After about 9,000 miles of driving, I was coming home from night school on a rainy and cold November night and got a flat on a normally busy four lane highway. I pulled the car onto a very dark street and dressed in my tan raincoat proceeded to change the tire in the rain and dark. I was dressed in a suit under my top coat and was fumbling around in the dark and pouring rain, thinking that I had all the bolts off (after looking for the jack and jacking up the car.) My hands were already numb and wet. I was finally able to remove the tire and place the spare on it. I was cold and soaking wet. To say I had a few words for this night would be an understatement.
I had this same hugger orange Camaro when I got married. It is tradition in our family to decorate the groom’s or bride’s clothes/house/car etc. on the wedding night. My wedding party, family and relatives decided to target my car. My bride and I thought we would outwit them by taking her car that wedding evening. The next morning we discovered the damage that they had done to my car. White liquid shoe polish with drawings and sayings covered this once beautiful car. “Svec’s Construction company —Erections unlimited” was written on the side. The front hood had what appeared to be two noses facing each other with the words, “Nose to nose and toes to toes and everything goes”.
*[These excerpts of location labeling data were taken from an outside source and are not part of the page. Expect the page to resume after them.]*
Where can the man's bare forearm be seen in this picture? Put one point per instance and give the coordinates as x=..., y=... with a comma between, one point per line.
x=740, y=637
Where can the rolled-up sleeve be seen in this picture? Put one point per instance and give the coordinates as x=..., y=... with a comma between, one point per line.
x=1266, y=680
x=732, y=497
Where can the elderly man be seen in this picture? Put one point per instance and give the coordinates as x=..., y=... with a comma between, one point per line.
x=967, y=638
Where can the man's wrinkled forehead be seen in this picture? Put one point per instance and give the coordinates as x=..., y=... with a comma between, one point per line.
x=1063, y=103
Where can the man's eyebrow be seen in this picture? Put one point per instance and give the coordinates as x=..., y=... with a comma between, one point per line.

This car was very special right up to day I traded it in. A couple of accidents, my first born and high gasoline prices pursuaded me to eventually trade it in. I could elaborate on the accidents and a major blizzard I experienced with the car, in which I never made it home that night but did make it to a friend’s house by public transportation only to take a bus the next day and dig my car out from a few feet of snow drift 6 to 8 feet deep.
I still get teary-eyed thinking about this car.